Nous sommes bel et bien en France, en région parisienne. On prend le métro, on se déplace en Citroën, la bâtisse et son jardin sont bien français. Et pourtant, d'un bout à l'autre, Le Secret... est un pur film de Kurosawa, qui porte en permanence la marque de son auteur. Lors de sa venue à la Cinémathèque Française il y a quelques années, Kurosawa avait insisté, dans sa conception du fantastique, sur le caractère crucial du lieu où apparaissent les fantômes. Les siens ne surgissent guère aux endroits attendus : plutôt dans des usines abandonnées, des terrains vagues crapoteux et urbains – et surprennent. Le Secret... fonctionne sur un même décalage : c'est en France qu'apparaissent pour la première fois des fantômes japonais.

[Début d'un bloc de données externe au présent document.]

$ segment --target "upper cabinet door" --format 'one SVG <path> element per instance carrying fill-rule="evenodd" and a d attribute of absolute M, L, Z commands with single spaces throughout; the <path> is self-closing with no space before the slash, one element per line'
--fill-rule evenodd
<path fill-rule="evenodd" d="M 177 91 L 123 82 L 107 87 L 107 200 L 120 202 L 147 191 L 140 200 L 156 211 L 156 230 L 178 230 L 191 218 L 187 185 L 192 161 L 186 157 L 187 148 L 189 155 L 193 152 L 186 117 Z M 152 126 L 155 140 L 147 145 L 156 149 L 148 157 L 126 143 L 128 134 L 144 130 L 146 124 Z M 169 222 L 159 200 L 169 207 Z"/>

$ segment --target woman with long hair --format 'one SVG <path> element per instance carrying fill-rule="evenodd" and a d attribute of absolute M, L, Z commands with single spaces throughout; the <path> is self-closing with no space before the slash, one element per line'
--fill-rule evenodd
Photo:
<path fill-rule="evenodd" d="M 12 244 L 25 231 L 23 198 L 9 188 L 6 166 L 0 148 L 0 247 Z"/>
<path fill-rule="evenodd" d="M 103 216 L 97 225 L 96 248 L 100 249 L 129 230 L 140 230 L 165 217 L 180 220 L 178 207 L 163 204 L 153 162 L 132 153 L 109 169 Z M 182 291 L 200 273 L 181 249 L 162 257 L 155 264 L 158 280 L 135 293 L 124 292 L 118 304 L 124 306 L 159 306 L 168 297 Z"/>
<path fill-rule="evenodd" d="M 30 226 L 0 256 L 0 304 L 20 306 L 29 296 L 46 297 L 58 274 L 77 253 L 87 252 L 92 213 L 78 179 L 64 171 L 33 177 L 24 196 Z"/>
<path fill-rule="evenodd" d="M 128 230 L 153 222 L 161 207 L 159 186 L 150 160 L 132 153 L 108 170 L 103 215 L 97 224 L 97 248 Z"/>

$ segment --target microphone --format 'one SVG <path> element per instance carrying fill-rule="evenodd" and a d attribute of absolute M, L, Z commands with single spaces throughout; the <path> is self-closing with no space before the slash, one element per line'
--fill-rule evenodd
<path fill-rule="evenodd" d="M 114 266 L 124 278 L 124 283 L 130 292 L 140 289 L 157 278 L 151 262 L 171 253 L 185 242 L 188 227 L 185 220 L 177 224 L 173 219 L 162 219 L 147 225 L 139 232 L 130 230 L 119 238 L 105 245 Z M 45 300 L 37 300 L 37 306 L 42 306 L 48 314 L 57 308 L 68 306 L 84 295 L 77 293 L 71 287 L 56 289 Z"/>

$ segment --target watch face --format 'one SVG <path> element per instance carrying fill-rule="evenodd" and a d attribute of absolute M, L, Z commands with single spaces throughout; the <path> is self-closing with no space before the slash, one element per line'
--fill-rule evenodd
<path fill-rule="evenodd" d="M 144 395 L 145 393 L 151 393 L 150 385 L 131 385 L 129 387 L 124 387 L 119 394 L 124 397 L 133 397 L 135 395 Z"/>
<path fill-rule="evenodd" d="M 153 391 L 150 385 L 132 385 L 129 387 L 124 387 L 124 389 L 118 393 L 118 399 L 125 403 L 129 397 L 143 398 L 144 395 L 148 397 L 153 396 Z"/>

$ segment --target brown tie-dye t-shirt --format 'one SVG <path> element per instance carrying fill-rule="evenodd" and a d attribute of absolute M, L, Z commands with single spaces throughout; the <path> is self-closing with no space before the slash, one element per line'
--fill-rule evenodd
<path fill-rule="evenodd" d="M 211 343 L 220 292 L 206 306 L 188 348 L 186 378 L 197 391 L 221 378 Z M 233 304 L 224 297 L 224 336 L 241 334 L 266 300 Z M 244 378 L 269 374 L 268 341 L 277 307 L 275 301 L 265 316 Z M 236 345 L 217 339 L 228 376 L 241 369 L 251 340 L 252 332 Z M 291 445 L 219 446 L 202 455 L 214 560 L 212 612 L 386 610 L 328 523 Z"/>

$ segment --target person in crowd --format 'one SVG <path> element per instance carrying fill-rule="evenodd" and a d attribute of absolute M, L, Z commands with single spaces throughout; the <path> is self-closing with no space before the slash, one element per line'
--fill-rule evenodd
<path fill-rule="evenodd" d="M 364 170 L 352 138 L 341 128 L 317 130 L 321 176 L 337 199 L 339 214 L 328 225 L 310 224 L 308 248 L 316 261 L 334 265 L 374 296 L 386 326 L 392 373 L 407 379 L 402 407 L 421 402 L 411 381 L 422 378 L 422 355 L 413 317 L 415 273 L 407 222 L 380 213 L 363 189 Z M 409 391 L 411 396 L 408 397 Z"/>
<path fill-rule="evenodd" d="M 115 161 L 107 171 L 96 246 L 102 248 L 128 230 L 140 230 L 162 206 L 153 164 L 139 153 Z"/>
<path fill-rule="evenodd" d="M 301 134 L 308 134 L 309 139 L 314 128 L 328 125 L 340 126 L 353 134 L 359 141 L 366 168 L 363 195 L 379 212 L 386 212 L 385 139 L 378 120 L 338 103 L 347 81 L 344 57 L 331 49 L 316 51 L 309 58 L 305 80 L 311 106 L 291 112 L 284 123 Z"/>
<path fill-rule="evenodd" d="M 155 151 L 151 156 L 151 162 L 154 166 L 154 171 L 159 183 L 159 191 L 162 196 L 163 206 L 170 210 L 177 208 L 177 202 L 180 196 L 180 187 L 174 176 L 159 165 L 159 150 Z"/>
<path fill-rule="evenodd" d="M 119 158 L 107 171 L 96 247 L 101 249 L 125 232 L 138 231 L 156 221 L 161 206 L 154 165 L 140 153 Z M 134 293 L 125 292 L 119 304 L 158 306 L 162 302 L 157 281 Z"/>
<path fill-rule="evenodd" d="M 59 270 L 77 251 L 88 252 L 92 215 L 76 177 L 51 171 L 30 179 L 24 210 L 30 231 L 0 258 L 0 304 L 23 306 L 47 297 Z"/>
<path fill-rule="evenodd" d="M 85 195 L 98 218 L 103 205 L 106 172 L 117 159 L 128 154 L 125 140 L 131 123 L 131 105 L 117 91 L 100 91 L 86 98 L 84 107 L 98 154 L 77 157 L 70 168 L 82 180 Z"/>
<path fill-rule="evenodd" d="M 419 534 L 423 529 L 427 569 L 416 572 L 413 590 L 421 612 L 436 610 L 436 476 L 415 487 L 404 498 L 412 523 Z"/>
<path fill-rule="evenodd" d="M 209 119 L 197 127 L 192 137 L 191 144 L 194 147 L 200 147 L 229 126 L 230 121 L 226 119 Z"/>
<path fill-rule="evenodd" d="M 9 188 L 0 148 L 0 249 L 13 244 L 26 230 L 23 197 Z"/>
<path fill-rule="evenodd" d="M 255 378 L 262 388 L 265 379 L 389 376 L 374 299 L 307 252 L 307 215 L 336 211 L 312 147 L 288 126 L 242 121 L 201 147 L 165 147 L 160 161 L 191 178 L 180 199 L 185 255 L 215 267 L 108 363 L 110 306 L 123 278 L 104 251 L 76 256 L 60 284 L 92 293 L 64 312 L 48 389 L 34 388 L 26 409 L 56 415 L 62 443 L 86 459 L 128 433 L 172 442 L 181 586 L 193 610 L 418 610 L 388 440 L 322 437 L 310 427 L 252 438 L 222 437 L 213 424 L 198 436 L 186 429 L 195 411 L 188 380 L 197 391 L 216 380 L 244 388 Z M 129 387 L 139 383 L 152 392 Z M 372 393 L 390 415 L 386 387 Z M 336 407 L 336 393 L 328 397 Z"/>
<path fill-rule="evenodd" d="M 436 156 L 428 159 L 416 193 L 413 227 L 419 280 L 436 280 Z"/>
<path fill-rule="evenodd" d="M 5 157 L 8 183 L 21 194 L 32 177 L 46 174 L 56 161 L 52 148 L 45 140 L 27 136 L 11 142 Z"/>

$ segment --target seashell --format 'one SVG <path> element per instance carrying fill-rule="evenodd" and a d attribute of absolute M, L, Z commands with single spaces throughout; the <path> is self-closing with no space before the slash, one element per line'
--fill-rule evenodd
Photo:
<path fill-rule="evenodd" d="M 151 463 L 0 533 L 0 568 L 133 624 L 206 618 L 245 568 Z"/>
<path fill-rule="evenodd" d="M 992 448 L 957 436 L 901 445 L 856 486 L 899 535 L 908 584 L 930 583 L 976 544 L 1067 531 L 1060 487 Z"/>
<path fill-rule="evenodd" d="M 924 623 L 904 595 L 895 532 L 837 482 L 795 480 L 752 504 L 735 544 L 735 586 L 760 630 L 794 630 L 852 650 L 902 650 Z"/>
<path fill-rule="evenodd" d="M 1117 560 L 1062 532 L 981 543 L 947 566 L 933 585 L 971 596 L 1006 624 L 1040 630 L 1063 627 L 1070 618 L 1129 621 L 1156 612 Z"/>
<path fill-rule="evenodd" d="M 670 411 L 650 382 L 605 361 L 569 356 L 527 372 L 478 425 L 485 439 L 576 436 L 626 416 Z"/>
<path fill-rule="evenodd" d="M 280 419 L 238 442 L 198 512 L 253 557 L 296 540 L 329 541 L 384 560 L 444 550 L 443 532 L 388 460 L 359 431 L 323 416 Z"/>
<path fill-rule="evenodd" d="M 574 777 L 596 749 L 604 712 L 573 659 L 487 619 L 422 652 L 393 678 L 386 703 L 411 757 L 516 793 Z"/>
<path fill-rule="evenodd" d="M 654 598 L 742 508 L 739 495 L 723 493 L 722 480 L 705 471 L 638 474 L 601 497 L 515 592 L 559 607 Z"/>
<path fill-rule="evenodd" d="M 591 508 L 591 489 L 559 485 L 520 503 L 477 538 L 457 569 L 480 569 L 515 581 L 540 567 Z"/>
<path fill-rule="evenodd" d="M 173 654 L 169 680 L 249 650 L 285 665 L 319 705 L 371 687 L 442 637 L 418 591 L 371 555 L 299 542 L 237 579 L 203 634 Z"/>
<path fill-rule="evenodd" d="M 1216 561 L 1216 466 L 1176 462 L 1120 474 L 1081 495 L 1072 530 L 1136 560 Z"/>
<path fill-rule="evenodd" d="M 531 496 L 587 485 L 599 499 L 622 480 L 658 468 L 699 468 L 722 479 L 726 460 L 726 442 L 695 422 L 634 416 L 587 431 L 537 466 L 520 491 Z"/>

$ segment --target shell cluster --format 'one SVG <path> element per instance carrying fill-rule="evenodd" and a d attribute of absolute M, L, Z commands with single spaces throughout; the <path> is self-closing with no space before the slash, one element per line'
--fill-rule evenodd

Outre quelques motifs kurosawaïens en diable (bâches aux fenêtre ! Immeubles en construction !), on retrouve rapidement la façon qu'a Kurosawa de filmer les fantômes : théâtrale, hiératique, hypnotique, mystérieuse – personne au monde ne sait capturer les spectres comme le cinéaste. En témoigne un surgissement dans Le Secret de la chambre noire, aussi beau, poétique et fascinant que les apparitions les plus marquantes de Kaïro. Car la poésie morbide est dans l'ADN du cinéma de Kurosawa. L'histoire est absolument abracadabrantesque ? Laissez les récits « vraisemblables » pour citer Hitchcock (et sa méfiance des histoires vraisemblables) aux autres. Le Secret de la chambre noire est là pour vous faire prendre des vessies pour des lanternes – avec d'ailleurs une certaine malice. Et cela fonctionne, car l'écriture de Kurosawa, malgré son univers ultra-réaliste, est sur un registre onirique, poétique. Il y a le réel, certes, mais il y a surtout son enchantement.

Dans Le Secret de la chambre noire, les personnages n'arrivent visiblement plus à faire la différence entre vivants et morts. C'est une question qui se pose pratiquement dans tous les films du cinéaste, des étudiants vampirisés de Kaïro aux amants de Vers l'autre rive en passant par les univers mentaux et les expériences de Real. « La mort est comme une illusion », entend-on, et c'est un grand illusionniste du cinéma contemporain qui le dit. Qu'y a t-il d'ailleurs de Kurosawa dans cette histoire, dans ces personnages ? Doit-on voir un clin d’œil avec ce photographe chevronné (incarné par Olivier Gourmet), un autoportrait déformé à travers cet artiste décalé dans le temps et qu'on peut rapprocher d'un Kurosawa et de sa place à part dans le fantastique aujourd'hui ?

A part : l'héroïne du Secret... (Constance Rousseau, dont l'étrangeté est merveilleusement utilisée) semble appartenir à plusieurs époques à la fois. Son père la photographie comme on le faisait il y a près de 200 ans, elle est lookée comme une poupée 60s, c'est une femme et pourtant elle ressemble à une enfant. L'actrice participe à l'étrange tension suréelle du film – cet usage expressionniste de la lumière lorsque le surnaturel gronde, cet ustensile employé pour les photos et qui ressemble à un outil de torture pour un roman porno. Vers quoi mènent les couloirs sombres de ce cabinet des curiosités ? Vers le romanesque, émouvant et inattendu, incarné aux côtés de Rousseau par le décidément toujours parfait Tahar Rahim. Ce secret-là est beau, précieux et envoûtant.